Get Pissed Off About the Right Things

Mighty oaks from little acorns grow. This is the hand of my dear old friend Mumsy Baker, captured at Squire Point Park by Aisling Webb.

I spent years creating music out of pain. Real pain. Intense frustration. Deep sadness.

And then … my life changed and the reason for all that was (ahem) divorced from my world and suddenly, I had room to be pissed off about other things. Climate change. Social justice. Sexual equality. Bodily autonomy. Much more productive things to be pissed about.

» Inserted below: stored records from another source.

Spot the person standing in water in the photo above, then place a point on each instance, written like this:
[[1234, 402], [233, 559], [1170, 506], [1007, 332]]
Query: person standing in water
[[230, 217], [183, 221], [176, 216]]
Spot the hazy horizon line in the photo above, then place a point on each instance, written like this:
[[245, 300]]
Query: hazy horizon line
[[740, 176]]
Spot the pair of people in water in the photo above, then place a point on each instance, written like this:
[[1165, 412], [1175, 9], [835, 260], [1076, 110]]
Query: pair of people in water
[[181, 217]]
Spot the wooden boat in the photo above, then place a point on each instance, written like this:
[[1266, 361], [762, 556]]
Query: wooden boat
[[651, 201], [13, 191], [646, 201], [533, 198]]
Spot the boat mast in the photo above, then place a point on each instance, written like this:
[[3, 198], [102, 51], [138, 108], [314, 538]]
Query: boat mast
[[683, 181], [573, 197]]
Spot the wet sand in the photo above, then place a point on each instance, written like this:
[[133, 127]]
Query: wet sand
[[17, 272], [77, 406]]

And my songs actually got better.

Writing from pain is therapeutic, and I don’t regret writing any of those songs (though I seriously regret recording about half of them). A therapist once told me that finding themes that are universal and familiar is a great way to get people locked in on your music, because they hear it and can say, “Oh, I’m not alone, this artist has been there and gets what I feel.” And that’s valuable, for sure. People need to hear songs that help them understand they’re not alone.

But.

A lot of songwriters kind of get stuck there. It’s low-hanging fruit, and it’s super easy to write a powerful, emotion-drenched unrequited love song; hell, they practically write themselves. It’s even fairly easy to write a fully requited love song, though with our limited vocabulary around the idea of love they all end up starting to sound a little samey. (I keep thinking, damn we need more words for love. We sorely do.) Please just don’t get me started on break up songs, though. Uffda.

Songwriter Katy Perry recently said in an interview that she had discovered the same thing, that being in a supportive and happy situation personally had led her to completely shift her writing focus away from writing about her pain – and that she was very pleased with the result.

She’s got room to be pissed off about the right things now.

And it doesn’t take long to find something to be pissed about when you look around you. Woody Guthrie would have an epic case of writer’s cramp just writing about the son of Mean Old Man Fred Trump who was such a terrible landlord and racist ass back in Woody’s time. So little ever changes. Mean Old Man Trump 2 did not fall far from the tree.

But we don’t have to just write a bunch of angry protest songs to create happily. We can write songs about unity and hope, we can write good songs about people coming together and learning something beautiful from each other (check out Dar Williams’ “The Christians and the Pagans”). We can tell the stories that will help us shape the world we want to live in. Science Fiction songwriting is a thing, y’all. We need more of the whimsical, hopeful kind.

I don’t want to create an angry world – we already have one of those – but sometimes you have to point out injustice to make people look at it. Angry protest songs are an essential ingredient, because they are all about our free speech and our right to protest. If we can’t protest, we can’t create the necessary momentum for change. In many states, protesting is now a crime, which goes against the very soul and center of democracy. So expressive folks and creatives have got to step up the rhetoric.

Woody Guthrie wrote many of his songs from reading the newspaper and rearranging a few words to make things fit into rhyming lines. He was a damn fine reporter, and his fire and passion fueled a generation of movers and shakers. I’d be hard pressed to think of a serious modern songwriter that wasn’t influenced by Woody. And rightly so.

Change requires some friction, a little turmoil. You have to stir the cauldron to churn up enough juice to put the fizz in the spell. A rainbow shows up after a storm has passed. Don’t be afraid to write the difficult poem, paint the shocking image, sing the angry song, tell the story about injustice – and then flip them over and sing the words of hope.